What was life like 150 million years ago? The discovery of a perfectly preserved turtle has given scientists a bit of a glimpse into this question. This turtle was found in a town in Germany, and it shows that it lived in an environment with plenty of different coral reefs and other lagoons.

This turtle was a flat-as-a-pancake specimen of Solnhofia parsonsi. Solnhofia parsoni is a genus of extinct turtles from the Late Jurassic in the German region. The turtle was named Gaffney in 1975 because of its partial skull and jaw from the early Tithonian of the Solnhofen Formation in Bavaria. “The genus was referred to the family Eurysternidae by Anquetin and colleagues in 2017, which may represent an artificial grade of early thalassochelydians. In 2020 a new species Solnhofia brachyrhyncha was described from the Kimmeridigan aged Reuchenette Formation of Switzerland.” (Wikipedia)

This fossil showed that this species of turtles had short flippers – scientists infer that it therefore lived near the coast, contrasting the modern sea turtle that lives in the open sea to be near its food. Modern sea turtles also have long flippers that help them move around quicker. “No Solnhofia individual with such completely preserved extremities has ever been described before,” says the study’s co-author and paleontologist at the University of Tübingen Felix Augustin.

The whole body is preserved beautifully, and it demonstrates as a magnificent fossil. It also preserves the turtle’s magnificent long and pointed beak which is another place where it differs with the modern sea turtle.
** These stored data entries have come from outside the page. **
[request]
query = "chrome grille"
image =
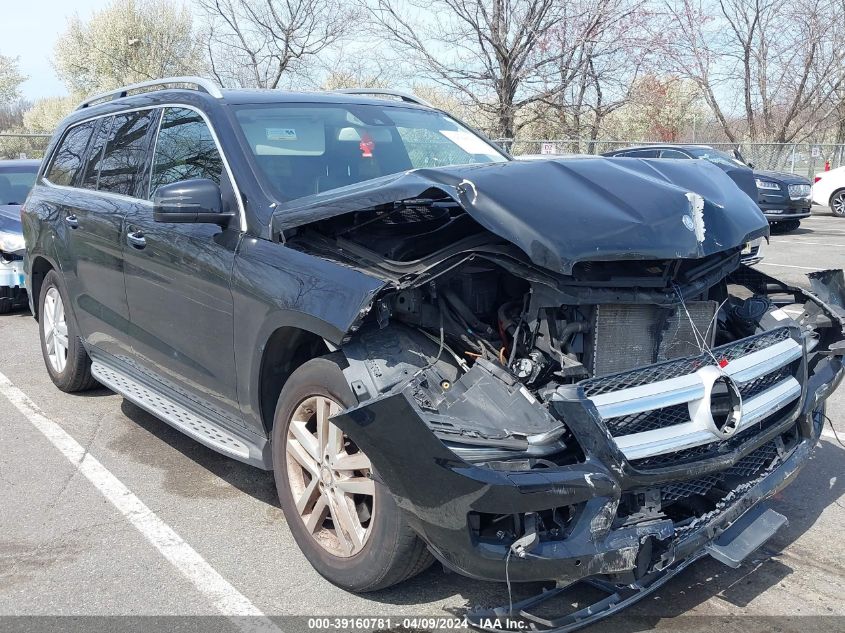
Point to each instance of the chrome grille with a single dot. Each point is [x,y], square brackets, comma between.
[799,191]
[663,414]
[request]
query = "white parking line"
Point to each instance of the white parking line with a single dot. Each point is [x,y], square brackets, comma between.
[787,266]
[798,240]
[228,600]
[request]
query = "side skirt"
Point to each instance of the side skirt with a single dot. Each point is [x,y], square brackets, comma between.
[213,433]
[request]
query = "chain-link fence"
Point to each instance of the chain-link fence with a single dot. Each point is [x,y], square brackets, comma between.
[805,159]
[23,145]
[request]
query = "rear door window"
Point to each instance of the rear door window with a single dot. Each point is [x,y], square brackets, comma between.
[91,173]
[185,150]
[67,161]
[124,155]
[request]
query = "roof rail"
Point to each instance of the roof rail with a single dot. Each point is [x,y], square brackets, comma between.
[404,96]
[201,83]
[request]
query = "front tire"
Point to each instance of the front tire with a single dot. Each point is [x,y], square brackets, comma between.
[837,203]
[347,525]
[64,355]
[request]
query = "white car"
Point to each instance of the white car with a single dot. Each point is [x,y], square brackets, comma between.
[829,190]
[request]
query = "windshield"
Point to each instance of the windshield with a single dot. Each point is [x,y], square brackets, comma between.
[15,183]
[303,149]
[715,156]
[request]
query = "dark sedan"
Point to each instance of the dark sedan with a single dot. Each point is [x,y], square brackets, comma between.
[16,179]
[783,198]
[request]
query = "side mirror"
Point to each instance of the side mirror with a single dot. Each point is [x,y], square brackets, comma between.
[190,201]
The fossil was found in present-day Germany and has provided many novel insights.

S. Parsonsi is not the only Germn fossil that has helped archaeologists. Paleontologists have dug up fossils of some of the earliest birds dating up to 150 million years ago called Archaeopteryx and numerous pterosaurs and other marine reptiles in the same area. “This area is also considered one of the most important sites for Mesozoic fossils, which began about 250 million years ago and lasted until the extinction of the dinosaurs roughly 66 million years ago” (Popular Science).